Simon Azilavian, Président des anciens combattants et résistants français d’origine arménienne, osait espérer que « 70 ans après, le monde laisserait place à l’humain plutôt qu’au profit mondialisé ». Enumérant les guerres depuis celle du Golfe jusqu’au Mali en passant par le dernier génocide, celui des Tutsi, « plus que jamais nous devons agir pour la fraternité ». Il en appelle au « réveil des consciences individuelles et collectives ». Des voix enfantines ont fait vibrer Le Chant des Partisans à côté du buste du responsable militaire de la région parisienne des FTP-MOI, Missak Manouchian.

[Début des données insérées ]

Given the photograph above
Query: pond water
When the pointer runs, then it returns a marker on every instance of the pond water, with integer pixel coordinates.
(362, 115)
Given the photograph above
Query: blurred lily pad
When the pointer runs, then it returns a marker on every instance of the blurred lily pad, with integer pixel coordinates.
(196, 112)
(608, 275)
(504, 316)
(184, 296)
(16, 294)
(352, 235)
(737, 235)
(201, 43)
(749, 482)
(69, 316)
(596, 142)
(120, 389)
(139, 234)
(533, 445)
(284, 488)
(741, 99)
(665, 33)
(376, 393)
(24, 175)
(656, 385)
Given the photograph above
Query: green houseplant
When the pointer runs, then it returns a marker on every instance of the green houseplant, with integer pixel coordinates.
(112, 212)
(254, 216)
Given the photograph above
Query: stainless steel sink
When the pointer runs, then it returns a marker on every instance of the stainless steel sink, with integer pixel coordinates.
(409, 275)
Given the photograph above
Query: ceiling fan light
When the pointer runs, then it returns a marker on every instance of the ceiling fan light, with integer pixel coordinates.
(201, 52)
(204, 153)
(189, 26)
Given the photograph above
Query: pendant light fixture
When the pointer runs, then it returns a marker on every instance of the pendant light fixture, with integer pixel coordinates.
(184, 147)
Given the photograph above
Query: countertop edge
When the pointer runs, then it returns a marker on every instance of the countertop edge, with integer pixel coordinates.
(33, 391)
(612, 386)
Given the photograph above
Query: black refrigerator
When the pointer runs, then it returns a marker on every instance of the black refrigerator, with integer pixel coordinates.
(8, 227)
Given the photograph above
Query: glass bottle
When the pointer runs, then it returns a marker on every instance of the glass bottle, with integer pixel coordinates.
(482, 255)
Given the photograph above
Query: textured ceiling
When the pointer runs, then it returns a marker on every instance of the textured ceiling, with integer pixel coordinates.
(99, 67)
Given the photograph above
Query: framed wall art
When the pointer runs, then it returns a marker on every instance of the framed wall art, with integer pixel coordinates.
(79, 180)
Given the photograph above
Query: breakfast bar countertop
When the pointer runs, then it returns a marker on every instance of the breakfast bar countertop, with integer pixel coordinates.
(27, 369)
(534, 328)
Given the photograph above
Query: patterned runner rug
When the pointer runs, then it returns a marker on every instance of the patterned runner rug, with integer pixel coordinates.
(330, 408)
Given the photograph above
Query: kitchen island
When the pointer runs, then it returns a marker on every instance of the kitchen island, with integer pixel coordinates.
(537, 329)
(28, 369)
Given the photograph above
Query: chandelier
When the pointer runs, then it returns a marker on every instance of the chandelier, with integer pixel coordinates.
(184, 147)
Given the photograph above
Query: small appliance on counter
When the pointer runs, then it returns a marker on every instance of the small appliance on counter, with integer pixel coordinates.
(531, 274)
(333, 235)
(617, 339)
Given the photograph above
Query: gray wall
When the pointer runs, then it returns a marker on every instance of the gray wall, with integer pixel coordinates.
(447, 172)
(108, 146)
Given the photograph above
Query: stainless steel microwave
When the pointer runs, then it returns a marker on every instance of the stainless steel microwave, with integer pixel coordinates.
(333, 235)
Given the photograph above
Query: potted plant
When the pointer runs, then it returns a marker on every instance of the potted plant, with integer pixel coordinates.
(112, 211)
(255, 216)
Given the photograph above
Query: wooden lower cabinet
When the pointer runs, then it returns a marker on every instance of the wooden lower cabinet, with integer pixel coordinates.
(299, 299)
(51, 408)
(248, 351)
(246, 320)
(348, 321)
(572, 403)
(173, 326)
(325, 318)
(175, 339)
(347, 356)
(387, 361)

Piédad Belmonte (La Marseillaise, le 23 février 2014)

Toujours, dans nos cœurs

Celestino, Olga, Georges, Joseph, Rino, Thomas, Spartaco, Maurice, Emeric, Joseph, Léon, Jonas, Szlama, Armenak, Cesare, Marcel, Stanislas, Amedeo, Roger, Willy, Antonio, Wolf, Robert. « Ils étaient 23 étrangers et nos frères pourtant », dont une sœur Olga Bancic qui sera ignoblement torturée et décapitée à la hache dans une prison de Stuttgart, le 10 mai 1944.

Comme nombre de ses camarades, la plupart communistes, elle sera solidaire de l’Espagne républicaine en envoyant des armes, épousera un ancien des Brigades internationales et donnera naissance à une petite Dolorès en hommage à la Pasionaria, dirigeante du PCE, Dolorès Ibarruri. Tous aimaient la vie, ils ne voulaient pas mourir. Marcel Rayman, 20 ans, juif polonais, écrit à sa mère : « Ma chère petite maman (…). Je ne puis te dire qu’une chose, c’est que je t’aime plus que tout au monde et que j’aurais voulu vivre rien que pour toi (…). Je t’adore et vive la vie. » A son frère Simon, il dit : « Je compte sur toi pour faire tout ce que je ne puis faire moi-même. (…) Vive la vie belle et joyeuse comme vous l’aurez tous. » Des paroles pleines d’amour et d’enthousiasme à des êtres chers, le frère reviendra de déportation, la mère périra dans l’univers concentrationnaire.

Le poète communiste Louis Aragon immortalisa à jamais la révolte antifasciste des protagonistes de l’Affiche Rouge par un poème, puis Léo Ferré perpétua en paroles leur mémoire dans nos cœurs, nos esprits, nos actions au-delà du temps, des frontières, pour toujours.